Scala Native Next Steps

In addition to Graalvm native image, there is also a proposal for an OpenJDK “Project Leyden” which if it goes ahead would also seem to be targeting a somewhat similar space.

“And that ecosystem would still be 5-10 years behind what Go and Rust offer right now”.

The advantage of Scala over Rust would be that it is easier to program in. The problem with Rust is its borrow checker, which can make programming challenging. I have programmed in Rust and find it comparable to a door-to-door combat scenario, one building at a time, and often the need to back track when facing the wrath of the borrow checker, and strategize about a new approach.

Klaus

2 Likes

I don’t know about Project Leyden, but the GraalVM native image only addresses some of the things that Scala Native can do. Basically, the native image gives you a native executable of a standard JVM program. That means you are limited to what the JVM limits you to. You can’t do system programming or make optimizations based on memory locality in a native image. A quick look at an article on Project Leyden implies it has the same goal as GraalVM Native Image, they both allow for quick startup because there is no VM to spin up. Outside of that though, it doesn’t look like they offer anything else. That’s far from what Scala Native provides.

Disclaimer: I’ve never used Graalvm, but the compiler options look like it can link against LLVM bitcode and lots of other languages, hence I would have thought that is could be used for systems programming.

Having a page that objectively compares the pros/cons of Scala Native vs Graalvm native would probably be interesting/helpful for engineers trying to evaluate these technologies.
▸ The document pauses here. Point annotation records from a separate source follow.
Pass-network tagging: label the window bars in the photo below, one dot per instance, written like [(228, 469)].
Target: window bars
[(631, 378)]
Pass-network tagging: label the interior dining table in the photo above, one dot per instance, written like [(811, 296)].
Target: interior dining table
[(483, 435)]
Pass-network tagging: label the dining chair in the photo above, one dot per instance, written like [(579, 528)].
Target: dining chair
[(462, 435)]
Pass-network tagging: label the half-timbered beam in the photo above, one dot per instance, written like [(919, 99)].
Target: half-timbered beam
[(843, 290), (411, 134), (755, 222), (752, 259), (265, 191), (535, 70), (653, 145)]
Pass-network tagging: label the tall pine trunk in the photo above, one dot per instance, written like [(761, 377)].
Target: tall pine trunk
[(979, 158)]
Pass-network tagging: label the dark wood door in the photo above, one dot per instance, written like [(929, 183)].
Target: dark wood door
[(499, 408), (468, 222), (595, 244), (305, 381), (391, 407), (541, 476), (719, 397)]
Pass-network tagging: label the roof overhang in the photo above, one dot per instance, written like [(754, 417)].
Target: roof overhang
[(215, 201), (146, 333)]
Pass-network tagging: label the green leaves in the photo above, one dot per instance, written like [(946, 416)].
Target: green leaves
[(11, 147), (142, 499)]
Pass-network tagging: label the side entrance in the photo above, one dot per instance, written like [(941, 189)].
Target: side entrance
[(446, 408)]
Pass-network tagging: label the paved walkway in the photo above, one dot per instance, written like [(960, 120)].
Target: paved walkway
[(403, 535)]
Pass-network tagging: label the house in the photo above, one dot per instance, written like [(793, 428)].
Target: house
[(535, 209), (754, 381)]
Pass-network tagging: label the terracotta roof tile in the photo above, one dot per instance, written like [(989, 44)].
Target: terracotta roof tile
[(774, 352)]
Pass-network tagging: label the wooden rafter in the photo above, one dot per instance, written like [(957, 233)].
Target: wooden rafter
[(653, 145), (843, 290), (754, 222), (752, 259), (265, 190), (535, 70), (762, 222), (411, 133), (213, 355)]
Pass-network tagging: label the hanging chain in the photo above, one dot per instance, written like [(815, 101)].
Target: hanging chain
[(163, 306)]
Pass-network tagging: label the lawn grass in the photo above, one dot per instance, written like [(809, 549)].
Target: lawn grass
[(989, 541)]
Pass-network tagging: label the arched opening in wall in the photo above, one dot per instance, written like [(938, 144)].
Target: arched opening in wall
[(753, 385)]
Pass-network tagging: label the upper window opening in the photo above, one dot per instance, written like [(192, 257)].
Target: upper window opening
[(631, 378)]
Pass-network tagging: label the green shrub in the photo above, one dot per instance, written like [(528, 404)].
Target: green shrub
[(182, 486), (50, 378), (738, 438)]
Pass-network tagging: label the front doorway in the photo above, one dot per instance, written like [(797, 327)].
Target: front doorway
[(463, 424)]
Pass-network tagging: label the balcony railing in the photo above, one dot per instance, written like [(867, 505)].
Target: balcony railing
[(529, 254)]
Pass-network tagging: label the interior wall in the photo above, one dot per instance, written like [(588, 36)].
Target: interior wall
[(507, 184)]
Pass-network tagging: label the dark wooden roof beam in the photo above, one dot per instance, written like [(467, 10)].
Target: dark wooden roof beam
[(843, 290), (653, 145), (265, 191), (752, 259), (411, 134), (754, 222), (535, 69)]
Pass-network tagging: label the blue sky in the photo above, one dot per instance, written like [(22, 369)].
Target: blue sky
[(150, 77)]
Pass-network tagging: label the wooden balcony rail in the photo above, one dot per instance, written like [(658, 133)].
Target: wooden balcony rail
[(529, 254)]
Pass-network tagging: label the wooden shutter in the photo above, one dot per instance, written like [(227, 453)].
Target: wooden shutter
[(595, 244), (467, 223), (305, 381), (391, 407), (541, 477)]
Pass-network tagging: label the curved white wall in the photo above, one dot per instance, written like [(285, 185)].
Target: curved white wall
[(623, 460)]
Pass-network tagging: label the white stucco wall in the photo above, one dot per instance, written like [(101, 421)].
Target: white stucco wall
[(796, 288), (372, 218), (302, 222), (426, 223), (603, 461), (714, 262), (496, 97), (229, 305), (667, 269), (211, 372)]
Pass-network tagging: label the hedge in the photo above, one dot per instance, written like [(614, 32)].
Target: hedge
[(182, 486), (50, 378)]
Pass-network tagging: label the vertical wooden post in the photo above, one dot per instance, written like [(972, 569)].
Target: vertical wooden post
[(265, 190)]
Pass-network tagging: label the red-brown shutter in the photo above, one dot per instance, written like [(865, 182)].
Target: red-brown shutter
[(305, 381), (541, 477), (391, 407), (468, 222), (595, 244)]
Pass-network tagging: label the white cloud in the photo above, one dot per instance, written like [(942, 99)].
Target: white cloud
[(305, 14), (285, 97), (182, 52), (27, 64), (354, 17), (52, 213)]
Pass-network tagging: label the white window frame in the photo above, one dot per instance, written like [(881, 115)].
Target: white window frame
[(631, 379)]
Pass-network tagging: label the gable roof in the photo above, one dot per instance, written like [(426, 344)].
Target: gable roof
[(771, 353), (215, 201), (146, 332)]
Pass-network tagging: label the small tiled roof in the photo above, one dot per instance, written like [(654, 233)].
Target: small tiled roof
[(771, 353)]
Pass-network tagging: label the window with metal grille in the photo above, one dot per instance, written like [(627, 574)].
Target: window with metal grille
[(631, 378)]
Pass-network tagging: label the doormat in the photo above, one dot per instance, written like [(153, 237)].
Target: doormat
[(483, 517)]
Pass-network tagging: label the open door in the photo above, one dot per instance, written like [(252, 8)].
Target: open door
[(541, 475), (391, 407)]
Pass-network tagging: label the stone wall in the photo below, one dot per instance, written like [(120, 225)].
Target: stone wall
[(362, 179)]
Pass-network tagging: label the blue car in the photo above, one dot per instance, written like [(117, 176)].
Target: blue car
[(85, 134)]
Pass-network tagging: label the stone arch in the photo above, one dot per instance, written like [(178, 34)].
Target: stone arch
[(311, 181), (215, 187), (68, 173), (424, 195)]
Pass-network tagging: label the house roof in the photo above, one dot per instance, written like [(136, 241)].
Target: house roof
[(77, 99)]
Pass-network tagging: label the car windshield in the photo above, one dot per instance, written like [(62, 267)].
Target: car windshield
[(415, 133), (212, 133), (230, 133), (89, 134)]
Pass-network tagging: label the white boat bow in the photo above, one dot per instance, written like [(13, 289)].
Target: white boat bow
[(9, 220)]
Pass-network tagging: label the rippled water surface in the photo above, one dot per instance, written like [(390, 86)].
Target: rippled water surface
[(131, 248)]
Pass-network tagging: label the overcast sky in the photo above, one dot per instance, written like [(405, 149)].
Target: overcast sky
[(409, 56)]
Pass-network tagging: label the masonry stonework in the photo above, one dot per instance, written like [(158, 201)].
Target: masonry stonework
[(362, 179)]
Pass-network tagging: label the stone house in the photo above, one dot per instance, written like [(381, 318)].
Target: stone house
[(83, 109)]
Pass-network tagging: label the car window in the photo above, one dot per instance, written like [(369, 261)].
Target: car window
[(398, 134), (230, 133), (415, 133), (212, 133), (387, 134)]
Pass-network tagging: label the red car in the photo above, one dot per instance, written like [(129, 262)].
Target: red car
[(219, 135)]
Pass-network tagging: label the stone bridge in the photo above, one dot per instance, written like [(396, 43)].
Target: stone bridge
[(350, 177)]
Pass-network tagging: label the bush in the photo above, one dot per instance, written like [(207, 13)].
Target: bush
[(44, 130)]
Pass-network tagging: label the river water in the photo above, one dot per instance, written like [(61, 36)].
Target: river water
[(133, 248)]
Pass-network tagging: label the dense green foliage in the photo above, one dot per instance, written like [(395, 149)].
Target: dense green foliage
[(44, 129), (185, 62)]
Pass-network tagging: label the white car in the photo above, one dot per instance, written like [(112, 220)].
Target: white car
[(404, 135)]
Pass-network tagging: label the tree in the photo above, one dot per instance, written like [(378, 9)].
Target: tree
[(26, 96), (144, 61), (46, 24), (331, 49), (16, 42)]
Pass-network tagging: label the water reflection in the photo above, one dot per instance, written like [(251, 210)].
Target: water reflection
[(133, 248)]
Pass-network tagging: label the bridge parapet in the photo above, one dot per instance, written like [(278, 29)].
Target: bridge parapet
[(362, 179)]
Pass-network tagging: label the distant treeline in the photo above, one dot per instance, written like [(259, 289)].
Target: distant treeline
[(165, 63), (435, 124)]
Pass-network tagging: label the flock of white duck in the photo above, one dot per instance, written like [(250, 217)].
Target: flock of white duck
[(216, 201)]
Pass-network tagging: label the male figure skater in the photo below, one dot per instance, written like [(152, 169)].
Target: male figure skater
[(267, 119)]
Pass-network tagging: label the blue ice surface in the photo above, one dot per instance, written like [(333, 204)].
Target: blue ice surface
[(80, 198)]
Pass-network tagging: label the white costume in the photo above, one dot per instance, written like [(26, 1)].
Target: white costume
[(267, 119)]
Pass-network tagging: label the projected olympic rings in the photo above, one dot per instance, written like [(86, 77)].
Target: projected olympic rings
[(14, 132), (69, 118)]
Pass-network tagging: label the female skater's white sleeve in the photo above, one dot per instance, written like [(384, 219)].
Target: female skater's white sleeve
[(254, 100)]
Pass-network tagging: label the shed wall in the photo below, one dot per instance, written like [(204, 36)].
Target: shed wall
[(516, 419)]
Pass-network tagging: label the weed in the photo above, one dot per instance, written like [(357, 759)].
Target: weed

I didn’t look all that closely, but scanning https://www.graalvm.org/docs/reference-manual/native-image/ doesn’t make me think they are equivalent. Even if you can make calls to C libraries through the linker, that’s not really enough to do system programming unless they introduce new types for storing pointers. Scala Native has a Ptr[A] type that lets you really interact with memory at a low-level. I haven’t seen anything indicating the GraalVM has anything similar. It would be more like making JNI calls on the JVM than actually having low-level access to the machine.

Java has http://openjdk.java.net/projects/panama/ for dealing with native libraries and native memory and http://openjdk.java.net/projects/valhalla for flattening objects’ representation (i.e. reducing pointer chasing). Part of Project Panama that deals with low-level memory access is already incubating as part of http://openjdk.java.net/projects/jdk/14/ The documentation of https://openjdk.java.net/jeps/370 is here: https://download.java.net/java/GA/jdk14/docs/api/jdk.incubator.foreign/module-summary.html IMHO there’s a high chance that this will be supported by GraalVM eventually.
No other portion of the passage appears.